Une période marquée par l’irruption des questions de maintien de l’ordre en raison du mouvement des « gilets jaunes », ce qui a relégué de facto le terrorisme au second plan des préoccupations. Y a-t-il pu avoir, dès lors, un relâchement sur le terrain en matière de suivi de la radicalisation, comme l’évoque une source bien informée du Val-d’Oise ? Malgré la présence de son imam salafiste, la mosquée de La Fauconnière n’était néanmoins pas considérée comme un lieu particulièrement à risque au regard de la banalisation du salafisme en banlieue parisienne. Aucun réseau, aucune cellule dormante n’y étaient suivis, assure-t-on au Monde.

Comment un « collègue » a-t-il pu faire cela ?, s’estomaquaient malgré tout, en fin de semaine, de nombreux fonctionnaires traumatisés de la PP. Sur les ondes radio, beaucoup redoutaient l’impact de ce nouvel attentat sur la profession, le comparant d’ores et déjà – en pire – au séisme qui avait suivi l’attentat de Magnanville (Yvelines), en juin 2016, revendiqué par l’organisation Etat islamique (EI). Un policier et sa femme qui travaillaient dans un commissariat de banlieue parisienne avaient alors été sauvagement assassinés à coups de couteau à leur domicile, en présence de leur enfant. « Il y a déjà un puissant sentiment de vulnérabilité dans les rangs de la police, mais le fait que ça soit au sein de la Préfecture, le dernier endroit où vous pensez que ça peut arriver, c’est terrible », souffle un haut gradé.

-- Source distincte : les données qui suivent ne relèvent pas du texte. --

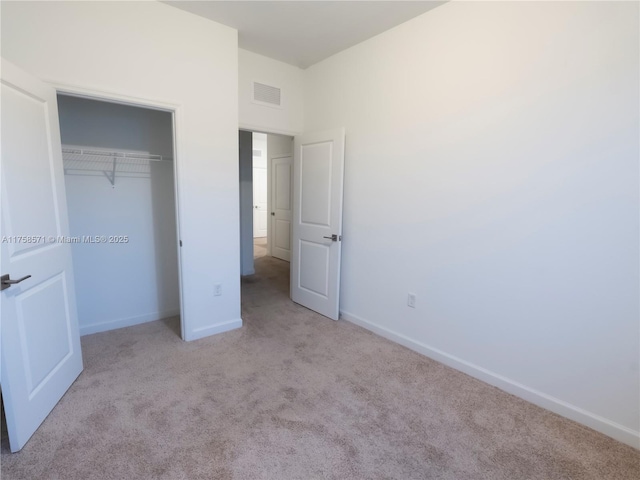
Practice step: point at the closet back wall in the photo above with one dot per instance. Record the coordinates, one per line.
(122, 284)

A l’exception de sa souffrance liée à son handicap, on sait néanmoins peu de choses encore sur Mickaël Harpon. Son compte Facebook ne révèle que peu d’éléments. Derrière un pseudonyme, « Miko Noparh », le compte a moins de trente amis et n’a publié depuis sa création qu’une douzaine de messages, pour la plupart anodins : vidéos humoristiques, annonce de table à langer à vendre, etc. Le dernier date du 1er juillet. L’image de profil, quant à elle, date de 2018 : elle montre la silhouette de deux enfants à Salou, une station balnéaire espagnole.

Handicap

Sur ce compte, Mickaël Harpon fait explicitement référence à son handicap. En surtitre, il est écrit : « deaf power », référence directe au « Black Power » des Noirs américains et leur combat pour l’égalité des droits. Avant 2016, apparaissent plusieurs vidéos concernant les difficultés des sourds et malentendants. Au fil du temps, émerge aussi nettement l’intérêt de l’auteur pour l’islam. Le fonctionnaire suivait ainsi une page contenant des prières et des textes pieux. Plusieurs partages de vidéos concernent par ailleurs la Syrie, la Palestine, ou la répression de la minorité musulmane des Rohingya en Birmanie.

Fallait-il pour autant y lire les prémices d’une radicalisation problématique ? De même, faut-il voir un lien entre le passage à l’acte du policier et le récent appel au meurtre du chef de l’EI, Abou Bakr Al-Baghdadi ? Le 16 septembre, le djihadiste, qui ne s’était pas exprimé depuis le printemps, a diffusé un message audio sur Telegram dans lequel il appelle à secourir les djihadistes en prison et les familles vivant dans des camps en Syrie et en Irak. « N’hésitez pas à les sauver en brisant leur siège par la force et à traquer leurs bouchers parmi les enquêteurs et les juges », déclare-t-il notamment.

Samedi 5 octobre au matin, aucune revendication au nom de l’EI ou d’Al-Qaida n’était encore intervenue. Plusieurs supports informatiques saisis au domicile de Mickaël Harpon lors de sa perquisition étaient en revanche toujours en cours d’exploitation. Le procureur de la république Jean-François Ricard, nouveau patron du parquet national antiterroriste doit s’exprimer, à 16h, lors d’une conférence de presse.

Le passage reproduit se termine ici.